We should carefully consider what verse 16 is actually saying, as so many people misinterpret it: “as many as walk according to this rule (namely not looking to any hope or advantage in your natural birth but rather in a spiritual new birth), peace be on them, and mercy, and upon the Israel of God.”
This is not telling us that there is a group of Gentile Christians that “walk according to this rule” and then there is another group of Jewish Christians that are called “the Israel of God” (as you argue). Such an interpretation would totally undo everything the writer has just taught. It would butcher the text. The “as many as walk according to this rule” are all believers. Paul message is crystal clear: there is no distinction between Jew and Gentile today. Favor with God does not come through natural birth. That only comes through the new birth. That is where we become a “new creation” in Christ. That makes both Jew and Gentile co-members of the same body of Christ and renders them “the Israel of God.” Both equally experience the gift of new creation life in Christ. This totally tears apart the Futurist argument in regard to 2 distinct groups here.
As Richard Hays explains, “The ‘Israel’ into which Paul's Corinthian converts were embraced was an Israel whose story had been hermeneutically reconfigured by the cross and resurrection. The result was that Jew and Gentile alike found themselves summoned by the gospel story to a sweeping re-evaluation of their identities, an imaginative paradigm shift so comprehensive that it can only be described as a ‘conversion of the imagination’” (The Conversion of the Imagination: Paul as Interpreter of Israel's Scriptures).
Whilst the Israel of God in the Old Testament was overwhelmingly restricted to the populace of national Israel it has widened since the cross to include all nations. Today, the Gospel is no longer limited to an interim ethnic nation, but rather to a spiritual heavenly nation found throughout the globe. That nation (the Israel of God) is called the New Testament “Church,” which transcends every land boundary, racial group, color and creed and incorporates every age. It includes Jew and Gentile, rich and poor, free and bond alike, and is God’s
only structure on this earth by which man can enter into intimate union with God.

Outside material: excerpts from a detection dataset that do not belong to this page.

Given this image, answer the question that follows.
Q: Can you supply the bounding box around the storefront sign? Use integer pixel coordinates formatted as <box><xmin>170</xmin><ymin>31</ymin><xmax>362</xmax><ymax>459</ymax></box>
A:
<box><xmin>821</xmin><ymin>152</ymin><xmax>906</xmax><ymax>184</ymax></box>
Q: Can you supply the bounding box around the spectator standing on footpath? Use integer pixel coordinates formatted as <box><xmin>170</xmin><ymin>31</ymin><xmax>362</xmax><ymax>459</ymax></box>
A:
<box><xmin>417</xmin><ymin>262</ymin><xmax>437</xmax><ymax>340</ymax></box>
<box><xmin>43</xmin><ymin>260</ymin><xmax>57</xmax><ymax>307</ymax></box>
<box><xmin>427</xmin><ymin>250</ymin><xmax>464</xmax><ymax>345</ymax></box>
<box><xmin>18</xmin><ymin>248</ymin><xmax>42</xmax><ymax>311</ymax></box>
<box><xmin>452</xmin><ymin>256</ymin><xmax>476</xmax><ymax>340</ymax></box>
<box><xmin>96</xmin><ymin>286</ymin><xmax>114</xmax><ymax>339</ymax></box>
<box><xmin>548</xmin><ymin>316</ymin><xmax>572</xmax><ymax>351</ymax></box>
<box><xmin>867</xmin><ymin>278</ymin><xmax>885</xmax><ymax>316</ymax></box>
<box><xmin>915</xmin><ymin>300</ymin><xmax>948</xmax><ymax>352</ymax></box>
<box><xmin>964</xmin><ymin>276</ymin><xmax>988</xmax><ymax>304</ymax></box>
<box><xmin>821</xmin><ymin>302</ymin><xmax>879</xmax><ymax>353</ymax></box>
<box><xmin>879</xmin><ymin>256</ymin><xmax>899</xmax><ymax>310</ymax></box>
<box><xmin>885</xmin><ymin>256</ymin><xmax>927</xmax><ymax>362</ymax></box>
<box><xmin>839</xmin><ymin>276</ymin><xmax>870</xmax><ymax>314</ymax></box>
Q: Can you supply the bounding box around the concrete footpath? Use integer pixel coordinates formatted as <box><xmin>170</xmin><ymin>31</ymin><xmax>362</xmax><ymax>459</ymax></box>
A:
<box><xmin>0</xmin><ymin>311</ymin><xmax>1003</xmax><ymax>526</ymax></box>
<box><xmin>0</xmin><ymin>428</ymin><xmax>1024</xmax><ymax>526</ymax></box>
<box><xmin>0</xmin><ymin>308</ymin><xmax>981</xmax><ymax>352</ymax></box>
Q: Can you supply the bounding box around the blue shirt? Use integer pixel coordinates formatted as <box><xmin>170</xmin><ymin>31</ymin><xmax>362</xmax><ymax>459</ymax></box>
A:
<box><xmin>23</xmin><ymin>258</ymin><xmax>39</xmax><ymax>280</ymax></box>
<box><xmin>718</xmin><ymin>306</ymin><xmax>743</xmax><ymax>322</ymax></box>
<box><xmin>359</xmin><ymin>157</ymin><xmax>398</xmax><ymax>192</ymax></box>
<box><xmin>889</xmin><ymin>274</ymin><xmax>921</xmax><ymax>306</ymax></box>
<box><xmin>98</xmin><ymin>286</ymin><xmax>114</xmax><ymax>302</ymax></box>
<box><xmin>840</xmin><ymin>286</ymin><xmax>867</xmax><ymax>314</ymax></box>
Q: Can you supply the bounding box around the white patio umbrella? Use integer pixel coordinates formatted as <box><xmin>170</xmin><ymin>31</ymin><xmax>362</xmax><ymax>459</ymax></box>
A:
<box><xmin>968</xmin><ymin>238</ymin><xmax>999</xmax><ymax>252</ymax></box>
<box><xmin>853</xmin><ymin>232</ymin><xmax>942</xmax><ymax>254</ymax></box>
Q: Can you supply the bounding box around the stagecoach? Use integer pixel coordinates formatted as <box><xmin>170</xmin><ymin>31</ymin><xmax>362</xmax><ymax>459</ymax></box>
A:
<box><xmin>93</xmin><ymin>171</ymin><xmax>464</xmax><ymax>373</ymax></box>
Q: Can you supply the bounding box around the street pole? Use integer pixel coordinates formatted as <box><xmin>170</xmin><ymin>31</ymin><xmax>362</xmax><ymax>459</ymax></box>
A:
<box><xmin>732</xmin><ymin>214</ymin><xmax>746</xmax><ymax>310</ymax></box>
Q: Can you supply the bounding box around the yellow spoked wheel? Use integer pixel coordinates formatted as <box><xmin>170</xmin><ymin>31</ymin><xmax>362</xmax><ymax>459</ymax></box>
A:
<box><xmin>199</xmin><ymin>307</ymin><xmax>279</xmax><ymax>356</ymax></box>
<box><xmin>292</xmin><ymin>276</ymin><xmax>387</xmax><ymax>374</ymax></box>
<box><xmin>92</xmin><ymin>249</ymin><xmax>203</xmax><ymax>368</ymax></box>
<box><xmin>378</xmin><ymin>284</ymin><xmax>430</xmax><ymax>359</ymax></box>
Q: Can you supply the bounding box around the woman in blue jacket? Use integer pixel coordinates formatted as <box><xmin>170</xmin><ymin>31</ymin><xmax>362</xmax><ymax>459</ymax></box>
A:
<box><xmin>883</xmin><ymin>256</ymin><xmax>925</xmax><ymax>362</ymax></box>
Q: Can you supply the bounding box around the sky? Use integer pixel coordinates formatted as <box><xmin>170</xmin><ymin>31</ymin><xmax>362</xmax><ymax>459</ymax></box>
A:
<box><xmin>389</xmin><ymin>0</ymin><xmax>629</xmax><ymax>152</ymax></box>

Gary M. Burge comments: “Paul’s ecclesiology finds in the Church the true heirs to Abrahams faith and, hence, the true identity of Israel … In Christ the awaited messianic community has emerged – the true Israel, the Abrahamic Israel – and to this community the Gentiles could become a part by faith … As earlier, he had attached a Christian community of Jews and Gentiles to the heritage of Abraham, now Paul is willing to attach to that same community one of Judaism’s most sacred titles for itself: Israel … No longer based on ethnic or historic claims to race or identity, Israel now is the title for the people of God who belong to Abraham no matter their ethnic make-up.”